The sRNAs can have a direct effect on the stability or translation levels of target mRNAs (33, 34). We therefore analyzed the half-life of msrA mRNA in D. radiodurans R1 and the mutant strains (msrA-m3 and msrA-m4). Analysis of mRNA stability showed that the msrA mRNA half-life was 5 min in the WT and only 2 min in the ΔDsrO and DsrO-m3/m4 mutant strains (Fig. 6A). Western blot and level of carbonylation results showed that the protein synthesis of MsrA was reduced in DsrO knockout and DsrO-m3/m4 point mutation strains in comparison with the WT, indicating that DsrO-m3/m4 point mutation likely affects protein translation (Fig. 6B and C). This indicated that DsrO and its key bases are essential for maintaining the stability of msrA mRNA.

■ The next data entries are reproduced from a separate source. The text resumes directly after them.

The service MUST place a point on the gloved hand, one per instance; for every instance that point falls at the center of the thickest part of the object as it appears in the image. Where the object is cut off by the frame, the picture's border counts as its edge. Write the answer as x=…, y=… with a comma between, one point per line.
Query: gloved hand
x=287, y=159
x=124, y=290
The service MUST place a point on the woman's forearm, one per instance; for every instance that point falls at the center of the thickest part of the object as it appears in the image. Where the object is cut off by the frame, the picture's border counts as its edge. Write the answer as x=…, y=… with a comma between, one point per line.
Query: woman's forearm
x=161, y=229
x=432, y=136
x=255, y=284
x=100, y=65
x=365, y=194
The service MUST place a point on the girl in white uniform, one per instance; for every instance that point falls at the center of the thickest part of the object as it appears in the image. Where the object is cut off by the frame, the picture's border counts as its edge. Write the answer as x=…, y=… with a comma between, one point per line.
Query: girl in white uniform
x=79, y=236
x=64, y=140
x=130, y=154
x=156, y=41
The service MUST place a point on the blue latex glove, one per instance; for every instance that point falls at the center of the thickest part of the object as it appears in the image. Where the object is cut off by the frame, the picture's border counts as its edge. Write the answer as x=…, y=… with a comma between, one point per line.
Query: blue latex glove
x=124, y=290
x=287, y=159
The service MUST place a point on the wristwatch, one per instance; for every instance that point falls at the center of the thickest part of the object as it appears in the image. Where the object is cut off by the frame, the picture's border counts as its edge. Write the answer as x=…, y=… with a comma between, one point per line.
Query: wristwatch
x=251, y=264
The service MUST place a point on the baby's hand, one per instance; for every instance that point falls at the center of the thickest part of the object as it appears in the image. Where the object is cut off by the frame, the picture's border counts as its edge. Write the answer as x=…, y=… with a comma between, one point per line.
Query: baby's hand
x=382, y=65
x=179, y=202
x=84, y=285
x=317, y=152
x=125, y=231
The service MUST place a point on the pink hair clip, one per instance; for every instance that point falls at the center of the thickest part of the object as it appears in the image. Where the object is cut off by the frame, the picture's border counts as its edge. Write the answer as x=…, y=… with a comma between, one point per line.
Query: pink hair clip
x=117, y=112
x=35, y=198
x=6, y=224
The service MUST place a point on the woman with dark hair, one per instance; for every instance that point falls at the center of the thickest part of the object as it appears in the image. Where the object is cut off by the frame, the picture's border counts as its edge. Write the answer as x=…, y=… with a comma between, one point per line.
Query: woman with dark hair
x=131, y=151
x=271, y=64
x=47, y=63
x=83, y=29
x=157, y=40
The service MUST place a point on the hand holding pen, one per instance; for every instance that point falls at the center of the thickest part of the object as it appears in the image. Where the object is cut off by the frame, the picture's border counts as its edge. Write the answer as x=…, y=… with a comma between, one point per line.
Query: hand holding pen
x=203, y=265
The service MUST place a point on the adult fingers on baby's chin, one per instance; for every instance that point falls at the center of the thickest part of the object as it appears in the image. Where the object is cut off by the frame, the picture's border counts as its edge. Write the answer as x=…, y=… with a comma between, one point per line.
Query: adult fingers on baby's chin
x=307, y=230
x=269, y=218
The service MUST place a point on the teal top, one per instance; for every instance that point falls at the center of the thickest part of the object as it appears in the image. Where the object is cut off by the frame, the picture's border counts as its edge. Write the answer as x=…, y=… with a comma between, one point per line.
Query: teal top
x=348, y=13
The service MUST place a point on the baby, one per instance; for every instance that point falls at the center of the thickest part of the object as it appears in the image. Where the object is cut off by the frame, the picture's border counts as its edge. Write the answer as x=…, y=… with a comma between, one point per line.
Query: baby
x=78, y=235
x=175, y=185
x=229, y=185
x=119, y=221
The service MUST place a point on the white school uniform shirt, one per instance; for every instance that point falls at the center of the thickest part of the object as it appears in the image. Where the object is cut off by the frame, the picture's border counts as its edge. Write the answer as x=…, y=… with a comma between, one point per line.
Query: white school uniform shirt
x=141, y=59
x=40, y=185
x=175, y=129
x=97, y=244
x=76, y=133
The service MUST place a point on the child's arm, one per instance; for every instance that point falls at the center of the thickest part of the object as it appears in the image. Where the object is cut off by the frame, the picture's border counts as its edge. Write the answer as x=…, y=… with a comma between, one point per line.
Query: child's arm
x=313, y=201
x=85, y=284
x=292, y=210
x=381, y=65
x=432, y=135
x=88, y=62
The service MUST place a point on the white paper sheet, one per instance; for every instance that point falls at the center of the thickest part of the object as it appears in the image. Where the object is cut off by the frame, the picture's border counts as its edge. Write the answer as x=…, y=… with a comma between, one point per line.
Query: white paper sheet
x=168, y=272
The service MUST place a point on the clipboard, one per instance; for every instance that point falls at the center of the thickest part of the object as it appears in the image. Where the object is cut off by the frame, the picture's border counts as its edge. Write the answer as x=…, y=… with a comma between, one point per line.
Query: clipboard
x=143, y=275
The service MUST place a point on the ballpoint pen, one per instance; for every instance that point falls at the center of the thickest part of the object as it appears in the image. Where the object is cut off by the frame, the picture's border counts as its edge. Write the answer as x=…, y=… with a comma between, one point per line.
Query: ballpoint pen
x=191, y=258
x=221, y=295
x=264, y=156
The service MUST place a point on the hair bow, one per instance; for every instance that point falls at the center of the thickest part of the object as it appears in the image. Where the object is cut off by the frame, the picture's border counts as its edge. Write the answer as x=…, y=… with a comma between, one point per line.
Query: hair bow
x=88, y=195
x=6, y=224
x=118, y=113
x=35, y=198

FIG 6 — DsrO promotes the stability of *msrA* mRNA and enhances MsrA protein translation. (A) Time of *msrA* mRNA reaching its half-life in different strains. (B) Western blot of MsrA in different strains; bands of target protein (MsrA) and reference protein (GroEL) are indicated by arrows. WT, wild-type strain; ΔDsrO, DsrO deleted mutant; DsrO-pRADZ3, the DsrO mutant transformed with *pRADZ3* empty plasmid; DsrO-com, DsrO mutant supplemented with DsrO gene. (C) Intracellular carbonylation level and the percentage reduction of dabsyl-MetSO peak area in different samples. (D) The contents of intracellular Met-SO in DsrO mutants. One-way ANOVA and Dunnett’s multiple-comparison test; ***, P ≤ 0.001; *, P ≤ 0.05.

MsrA can catalyze the reduction of methionine-S-sulfoxide (Met-S-SO) to methionine in proteins and free amino acids. We therefore used high-performance liquid chromatography (HPLC) to analyze the contents of intracellular Met-SO in DsrO mutants. The metabolites measured were dabsyl-Met-S-SO, dabsyl-Met-R-SO, and dabsyl-Met. In the ΔDsrO mutant lines (DsrO-m3, DsrO-m4; msrA-m3, msrA-m4), dabsyl-Met-S-SO content was reduced by 30% compared to the WT; complementation of DsrO in ΔDsrO recovered the levels to 97% of the WT (Fig. 6D). In summary, these results suggest that the sRNA DsrO directly stabilizes the target mRNA msrA to promote its translation under oxidative stress.

msrA gene expression is transcriptionally regulated by the DrRRA transcription factor.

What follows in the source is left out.